Cette tendance devrait se poursuivre en 2024, le marché des loisirs ne montrant pas réellement de signes d’essoufflement. Bien que les tarifs aériens devraient enfin se calmer, comme le prédisent conjointement Amex GBT et BCD Travel, le sourcing aérien restera donc compliqué pour les entreprises d’autant que les capacités ne retrouveront pas tout à fait leurs niveaux de 2019.

François-Xavier Izenic, rédacteur associé de l’AFTM

CO2 : le voyage d’affaires exemplaire ?

Une étude démontre que le voyage d’affaires ferait de gros efforts pour émettre moins de CO2. Vrai ou faux ?

En marge de la COP28 qui s’est tenue à Dubaï début décembre, les chiffres de l’ONG Transport et Environnement (T&E) en ont surpris plus d’un. D’après cette étude, dont Business Travel News se fait l’écho, 50% des grandes entreprises mondiales ont réduit de moitié le nombre de vols d’affaires en 2022 par rapport à 2019 !

C’est le cas de 104 entreprises sur un total de 217 auditées dans le cadre de Travel Smart, une campagne internationale menée par T&E et visant à réduire les émissions de CO2 des voyages d’affaires en avion. Le spécialiste des logiciels de gestion SAP (-86%), le géant pharmaceutique Pfizer (-78%) et le groupe de conseil PwC (-76%) figurent parmi les entreprises qui ont le plus réduit leurs déplacements en avion.

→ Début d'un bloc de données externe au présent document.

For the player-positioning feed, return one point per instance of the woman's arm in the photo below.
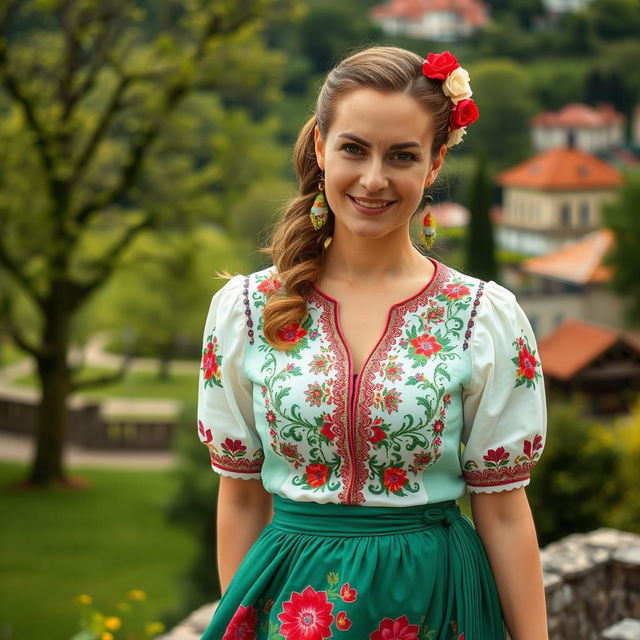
(244, 509)
(504, 523)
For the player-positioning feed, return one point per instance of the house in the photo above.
(600, 363)
(552, 199)
(581, 126)
(442, 20)
(572, 281)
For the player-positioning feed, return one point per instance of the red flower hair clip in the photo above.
(455, 84)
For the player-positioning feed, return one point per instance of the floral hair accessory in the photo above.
(455, 84)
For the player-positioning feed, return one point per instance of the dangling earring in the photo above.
(319, 211)
(428, 235)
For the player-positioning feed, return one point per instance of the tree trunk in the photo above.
(54, 375)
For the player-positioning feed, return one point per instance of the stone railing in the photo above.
(592, 586)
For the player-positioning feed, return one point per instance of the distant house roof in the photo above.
(576, 344)
(579, 262)
(474, 12)
(579, 116)
(451, 214)
(561, 169)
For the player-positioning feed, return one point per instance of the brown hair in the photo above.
(296, 248)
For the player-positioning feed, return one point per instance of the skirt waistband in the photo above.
(347, 520)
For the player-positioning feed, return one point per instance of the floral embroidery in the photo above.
(342, 622)
(528, 366)
(306, 616)
(211, 363)
(497, 469)
(398, 629)
(234, 456)
(243, 624)
(347, 593)
(291, 332)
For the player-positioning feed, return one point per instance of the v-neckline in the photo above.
(355, 377)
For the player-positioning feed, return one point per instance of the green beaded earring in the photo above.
(319, 211)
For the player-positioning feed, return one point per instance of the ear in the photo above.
(436, 164)
(319, 146)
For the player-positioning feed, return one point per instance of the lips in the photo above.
(371, 205)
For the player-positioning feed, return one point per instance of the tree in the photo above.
(480, 245)
(85, 102)
(503, 91)
(622, 218)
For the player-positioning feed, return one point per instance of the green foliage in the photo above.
(622, 218)
(574, 484)
(480, 244)
(503, 90)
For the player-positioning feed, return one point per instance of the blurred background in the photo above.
(145, 144)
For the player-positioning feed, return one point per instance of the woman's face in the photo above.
(377, 161)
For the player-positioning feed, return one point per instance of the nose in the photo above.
(373, 177)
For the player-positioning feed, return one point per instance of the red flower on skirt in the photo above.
(242, 625)
(347, 593)
(307, 616)
(398, 629)
(394, 478)
(342, 622)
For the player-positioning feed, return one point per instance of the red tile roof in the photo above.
(576, 344)
(474, 12)
(576, 115)
(578, 262)
(561, 169)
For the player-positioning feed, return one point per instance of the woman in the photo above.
(338, 385)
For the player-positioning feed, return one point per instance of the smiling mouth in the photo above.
(372, 204)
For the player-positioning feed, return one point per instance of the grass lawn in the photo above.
(136, 385)
(103, 541)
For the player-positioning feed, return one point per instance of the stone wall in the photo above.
(592, 585)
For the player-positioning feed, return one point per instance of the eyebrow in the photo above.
(364, 143)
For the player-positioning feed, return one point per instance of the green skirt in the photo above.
(330, 570)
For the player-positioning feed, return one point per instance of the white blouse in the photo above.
(451, 397)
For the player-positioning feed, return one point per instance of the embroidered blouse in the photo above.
(451, 398)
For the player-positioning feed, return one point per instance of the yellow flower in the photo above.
(137, 594)
(154, 628)
(456, 85)
(112, 623)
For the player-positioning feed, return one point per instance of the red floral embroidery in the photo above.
(211, 362)
(317, 474)
(291, 332)
(398, 629)
(497, 470)
(496, 458)
(426, 344)
(206, 435)
(394, 478)
(528, 366)
(306, 616)
(242, 625)
(347, 593)
(234, 448)
(342, 622)
(455, 290)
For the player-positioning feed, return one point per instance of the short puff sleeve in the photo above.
(226, 422)
(504, 404)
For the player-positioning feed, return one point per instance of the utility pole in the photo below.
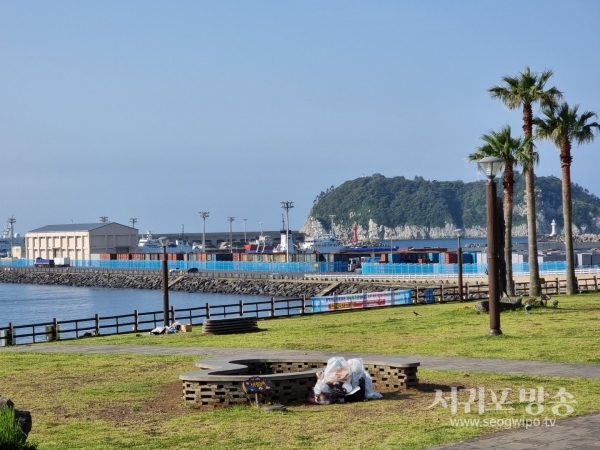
(204, 215)
(332, 216)
(231, 219)
(287, 206)
(11, 221)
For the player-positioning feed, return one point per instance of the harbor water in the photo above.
(29, 303)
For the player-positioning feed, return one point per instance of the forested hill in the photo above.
(400, 208)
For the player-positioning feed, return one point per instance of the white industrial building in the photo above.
(80, 240)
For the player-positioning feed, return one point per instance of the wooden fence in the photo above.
(284, 307)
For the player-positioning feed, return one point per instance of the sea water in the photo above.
(31, 303)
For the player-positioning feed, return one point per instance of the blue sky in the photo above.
(159, 109)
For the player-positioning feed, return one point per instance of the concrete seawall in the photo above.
(190, 283)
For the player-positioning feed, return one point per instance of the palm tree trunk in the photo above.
(508, 206)
(565, 163)
(534, 270)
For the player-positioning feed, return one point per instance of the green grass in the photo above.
(568, 333)
(98, 402)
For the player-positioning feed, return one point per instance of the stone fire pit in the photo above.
(218, 383)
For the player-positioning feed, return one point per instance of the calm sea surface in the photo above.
(29, 303)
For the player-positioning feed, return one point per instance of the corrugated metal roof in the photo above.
(70, 227)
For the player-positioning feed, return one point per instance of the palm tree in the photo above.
(523, 91)
(563, 125)
(514, 152)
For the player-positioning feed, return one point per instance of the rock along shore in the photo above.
(271, 288)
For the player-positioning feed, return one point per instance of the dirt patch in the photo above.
(168, 403)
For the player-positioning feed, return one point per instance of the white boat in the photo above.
(321, 242)
(148, 244)
(325, 243)
(5, 241)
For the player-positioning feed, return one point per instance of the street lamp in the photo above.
(12, 221)
(164, 241)
(458, 232)
(287, 206)
(231, 219)
(204, 215)
(490, 166)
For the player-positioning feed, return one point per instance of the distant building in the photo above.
(80, 240)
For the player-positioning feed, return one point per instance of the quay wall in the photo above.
(189, 283)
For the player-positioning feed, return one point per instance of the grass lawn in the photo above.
(133, 401)
(569, 333)
(96, 401)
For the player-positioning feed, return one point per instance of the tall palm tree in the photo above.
(515, 153)
(523, 91)
(563, 125)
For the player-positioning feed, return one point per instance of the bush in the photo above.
(11, 436)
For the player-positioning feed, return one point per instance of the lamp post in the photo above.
(231, 219)
(12, 221)
(490, 166)
(458, 232)
(164, 241)
(204, 215)
(287, 206)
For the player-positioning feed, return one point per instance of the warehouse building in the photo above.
(80, 240)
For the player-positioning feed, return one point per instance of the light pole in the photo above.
(164, 241)
(11, 221)
(490, 166)
(204, 215)
(287, 206)
(231, 219)
(332, 216)
(458, 232)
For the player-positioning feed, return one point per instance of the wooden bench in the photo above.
(229, 325)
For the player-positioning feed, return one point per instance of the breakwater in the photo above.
(189, 283)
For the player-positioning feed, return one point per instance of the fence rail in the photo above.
(283, 307)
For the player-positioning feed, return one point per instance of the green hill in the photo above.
(400, 208)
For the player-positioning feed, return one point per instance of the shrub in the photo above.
(11, 436)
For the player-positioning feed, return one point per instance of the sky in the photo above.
(157, 110)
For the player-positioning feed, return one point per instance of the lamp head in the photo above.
(490, 166)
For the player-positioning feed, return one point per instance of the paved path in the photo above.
(573, 433)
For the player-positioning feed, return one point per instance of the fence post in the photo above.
(55, 334)
(135, 320)
(9, 338)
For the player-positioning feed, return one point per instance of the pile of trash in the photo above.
(343, 381)
(175, 327)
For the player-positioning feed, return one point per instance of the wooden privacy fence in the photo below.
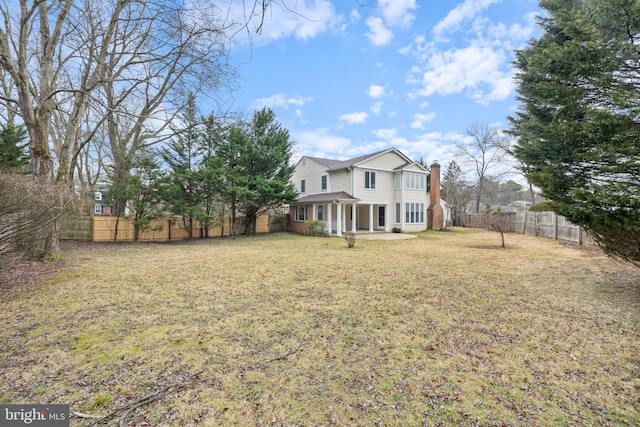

Toutefois, certaines entreprises se sont rapprochées des niveaux de 2019, 21 d’entre elles l’ont même dépassé en 2022. Toujours selon cette étude, les émissions de CO2 dues au voyage d’affaires auraient diminué de 51% entre 2019 et 2022 (si l’on se base bien sûr sur les données de ces 217 entreprises). 

Faut-il accorder du crédit à ces chiffres ? L’ONG a fait, semble-t-il, un travail assez sérieux et n’est pas réputée pour être accommodante quand il s’agit du réchauffement climatique. Un autre de ses chiffres vient néanmoins apporter un début d’explication : Denise Auclair, responsable de la campagne Travel Smart, souligne que 171 des 217 entreprises analysées n’avaient pas d’objectifs de réduction des émissions liées à leurs voyages d’affaires. Ce qui laisse à penser qu’une bonne partie de la réduction des vols d’affaires, à défaut d’être volontaire, est due avant tout à la forte augmentation de l’usage de la visioconférence. Et peut-être un peu à l’inflation des tarifs.

Malgré tout, ces chiffres rejoignent ceux des études qui montrent que le marché des voyages d’affaires n’a pas retrouvé les volumes antérieurs au Covid et qu’il en manque toujours 20 à 25%, principalement en raison de la baisse de consommation des grands comptes.

Un autre chiffre est venu dernièrement confirmer la tendance : Air France a justifié son départ d’Orly en affirmant que les vols domestiques A/R journée avaient baissé de 60% depuis le Covid ! Un effet visioconférence assurément, même si le report de l’avion vers le train est loin d’être négligeable. 

On peut voir le verre à moitié plein : tant mieux pour la planète si la visioconférence remplace des déplacements à ROI plus faible ! Par ailleurs, Travel Smart démontre aussi que 46 grandes entreprises ont donc de réels objectifs de baisse d’émissions de CO2 de leurs voyages d’affaires, ce qui reste encourageant malgré les difficultés à mesurer ces émissions.

Pour Denise Auclair, « les leçons de la pandémie ont été tirées, la voie à suivre est celle de la collaboration, avec plus de réunions en ligne, plus de voyages en train et moins en avion ». Et de rappeler à une réduction de 50% de l’ensemble des voyages d’affaires au cours de la décennie actuelle afin d’être en ligne avec une limitation de la hausse de température de 1,5°.